Are wishes for death or suicidal ideation symptoms of depression in older adults? Journal Article uri icon

abstract

  • OBJECTIVE: Clinicians may question whether thoughts of being better off dead are normal consequences of aging or symptoms of depression. We examine whether thoughts of suicide are as strongly linked to depression severity in older adults as they are in other age groups. METHODS: Cross-sectional cohort study. Participants included 509,945 outpatients >18 years old from four large integrated healthcare systems in the Mental Health Research Network who completed 1.2 million Patient Health Questionnaires (PHQ) and had data to calculate Charlson Comorbidity Index scores from 2010 through 2012. The PHQ8 estimated depression severity, while suicidal ideation was measured using the 9th item of the PHQ. Data were abstracted from a Virtual Data Warehouse.

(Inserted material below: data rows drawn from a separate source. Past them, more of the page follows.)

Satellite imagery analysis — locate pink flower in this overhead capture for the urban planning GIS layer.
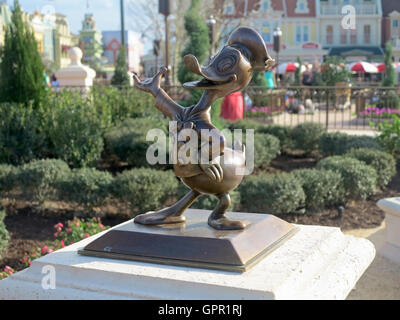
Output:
[40,246,49,255]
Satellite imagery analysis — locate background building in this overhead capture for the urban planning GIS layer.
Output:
[382,0,400,61]
[79,13,103,65]
[102,31,144,73]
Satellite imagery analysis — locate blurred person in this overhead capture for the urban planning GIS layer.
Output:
[221,91,243,121]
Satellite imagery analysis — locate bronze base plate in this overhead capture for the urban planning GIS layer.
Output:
[78,209,297,272]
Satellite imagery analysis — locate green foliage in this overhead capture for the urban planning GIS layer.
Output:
[258,125,293,151]
[319,132,382,157]
[376,114,400,156]
[105,118,168,167]
[111,46,130,86]
[292,169,344,212]
[111,168,178,214]
[0,103,44,164]
[0,0,47,107]
[291,122,325,153]
[317,156,378,200]
[0,164,18,197]
[382,42,397,88]
[346,148,396,188]
[45,104,104,167]
[178,183,240,211]
[0,210,10,258]
[178,0,210,104]
[250,72,267,87]
[56,168,113,213]
[239,173,306,214]
[16,159,70,204]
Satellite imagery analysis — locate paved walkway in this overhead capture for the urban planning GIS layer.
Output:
[344,222,400,300]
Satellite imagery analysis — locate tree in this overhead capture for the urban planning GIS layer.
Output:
[0,0,47,107]
[382,42,397,87]
[178,0,210,104]
[111,46,130,86]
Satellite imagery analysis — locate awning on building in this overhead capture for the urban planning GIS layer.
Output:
[328,47,384,60]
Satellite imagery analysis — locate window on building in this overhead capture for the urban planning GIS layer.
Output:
[296,26,301,43]
[364,24,371,43]
[294,0,310,13]
[340,28,347,44]
[261,22,271,43]
[350,29,357,44]
[326,26,333,44]
[224,1,235,15]
[303,26,310,42]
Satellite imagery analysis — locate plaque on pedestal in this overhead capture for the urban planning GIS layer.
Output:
[79,209,297,272]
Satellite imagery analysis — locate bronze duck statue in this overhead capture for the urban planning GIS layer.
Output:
[133,27,274,230]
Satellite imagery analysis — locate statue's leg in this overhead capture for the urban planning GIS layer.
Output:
[208,193,246,230]
[134,190,200,225]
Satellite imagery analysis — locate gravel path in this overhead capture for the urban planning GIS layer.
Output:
[344,221,400,300]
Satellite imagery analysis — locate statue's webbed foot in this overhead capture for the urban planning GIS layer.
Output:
[208,215,246,230]
[134,211,186,225]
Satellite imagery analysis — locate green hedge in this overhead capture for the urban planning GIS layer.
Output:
[291,122,325,153]
[105,118,169,168]
[238,173,306,214]
[319,132,382,157]
[111,168,178,214]
[56,168,114,213]
[177,182,240,211]
[15,159,70,204]
[346,148,396,188]
[258,125,293,151]
[292,169,345,212]
[317,156,378,200]
[0,210,10,258]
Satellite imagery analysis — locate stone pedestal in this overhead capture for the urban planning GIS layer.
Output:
[378,198,400,264]
[0,211,375,300]
[56,47,96,92]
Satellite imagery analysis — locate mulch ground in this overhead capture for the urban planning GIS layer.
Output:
[0,155,400,270]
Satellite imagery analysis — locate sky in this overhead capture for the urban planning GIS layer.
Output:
[15,0,125,34]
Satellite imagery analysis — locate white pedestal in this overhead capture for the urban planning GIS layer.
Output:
[378,198,400,264]
[0,221,375,300]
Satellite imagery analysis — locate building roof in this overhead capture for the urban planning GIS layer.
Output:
[284,0,316,17]
[382,0,400,17]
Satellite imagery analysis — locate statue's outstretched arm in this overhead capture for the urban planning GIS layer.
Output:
[133,67,184,119]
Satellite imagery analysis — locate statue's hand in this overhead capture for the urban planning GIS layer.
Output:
[199,160,224,182]
[133,67,169,96]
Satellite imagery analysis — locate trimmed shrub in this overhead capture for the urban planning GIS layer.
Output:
[16,159,70,204]
[0,210,10,258]
[291,122,325,153]
[319,132,382,157]
[259,125,293,150]
[346,148,396,188]
[317,156,378,200]
[292,169,344,211]
[0,104,44,165]
[239,173,306,214]
[178,183,240,211]
[111,168,178,213]
[57,168,113,213]
[253,133,280,168]
[0,164,18,196]
[105,118,168,168]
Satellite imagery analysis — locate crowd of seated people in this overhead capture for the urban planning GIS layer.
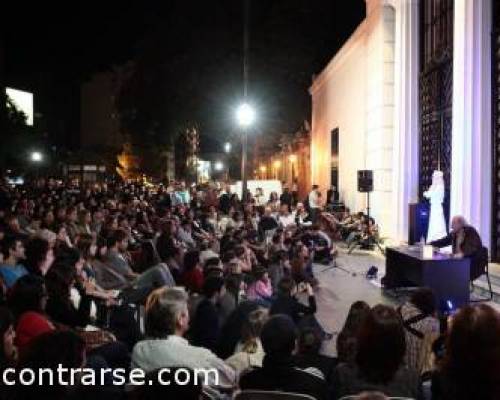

RESULTS: In older adult patients, suicidal ideation was strongly associated with depression severity. Older adults who had at least moderately-severe depression (PHQ8 >/=15) were 48 times more likely (95% CI: 42.8-53.8) to report suicidal ideation than those with minimal or mild symptoms of depression (PHQ8 <10) after adjustment for all other variables in the model, including medical comorbidity burden. CONCLUSIONS: Depression severity was by far the strongest predictor of suicidal ideation in older adult patients. Older patients with suicidal ideation should be screened for depression.